脱税・申告漏れ日記

大阪の若手税理士が巷に流れる脱税・申告漏れ報道の裏側を分かりやすく解説します!


テーマ:
『豚肉輸入脱税 元業者懲役2年 名古屋地裁判決』
http://chubu.yomiuri.co.jp/news_top/110525_6.htm
読売新聞 2011年5月25日

「差額関税制度」を悪用し、関税を脱税したとされる事案
・名古屋地裁で懲役2年、罰金3億円(求刑・懲役3年、罰金5億5000万円)の判決を言い渡されたのは、埼玉県越谷市、元食肉仲介業A被告(64)。
・同被告は2005年1月~2006年2月までに食肉輸入販売会社社長らと共謀、名義を借りてチリから豚肉を輸入。
・「差額関税制度」を悪用して輸入する際の価格を国が定めた基準価格に近い金額のように見せかけて東京税関などに虚偽の輸入申告書を提出。
・300回以上不正な輸入を繰り返し、計45億3900万円を脱税
・2009年11月19日名古屋地検特捜部が関税法違反(脱税)容疑で逮捕。
・2009年12月9日名古屋税関が関税法違反(脱税)容疑で名古屋地検に告発。
・2009年12月10日名古屋地検特捜部が関税法違反(脱税)容疑で再逮捕・起訴。
・2011年5月24日名古屋地裁で懲役2年、罰金3億円(求刑・懲役3年、罰金5億5000万円)の実刑判決。
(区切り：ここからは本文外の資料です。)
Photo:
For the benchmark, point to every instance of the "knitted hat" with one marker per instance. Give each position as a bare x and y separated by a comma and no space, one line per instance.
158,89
豚肉を輸入する際には、国内の畜産農家を保護するため「差額関税制度」が設けられています。

「差額関税制度」では、国が定めた基準価格に見合う金額になるまで高い関税をかけ、これにより基準価格以下の低い金額での市場流通を防いでいます。

判決によりますと、同被告はこの制度を悪用し、輸入する際の価格を基準に近い金額のように見せかけて虚偽申告をし、関税を免れたとされています。

例えば200円/㎏で輸入できるチリ産豚肉を1000㎏輸入した場合、国が畜産農家を保護するために設定した基準輸入価格が546円/㎏とします。
この豚肉を輸入する際、両者の差額346,000円(=546円×1000㎏-200円×1000㎏)の関税を税関に納付する必要があるのですが、ここでインボイス(仕入れ書)を偽造する等して500円/㎏で仕入れたと税関に虚偽の申告をします。

すると関税を46,000円(=546円×1000㎏-500円×1000㎏)に抑えることが出来るのですね。


インボイスの偽造が簡単なのか、大企業から中小企業までこの手法を使った脱税事件のニュースはよく目にします。

しかし、脱税した約45億円はもちろんのこと、これにかかる重加算税35%(約15億7500万円)に今回の判決による罰金5億5000万円、さらに懲役2年。
さらに同被告は同時に共犯として逮捕・在宅起訴された食肉輸入販売会社社長らに輸入名義を借りた手数料として1億円弱(七千数百万円+千数百万円)を支払っていたとされています。

よく、脱税は「労多くして功少なし」と言いますが、今回は功どころか莫大な授業料を払うこととなってしまいました。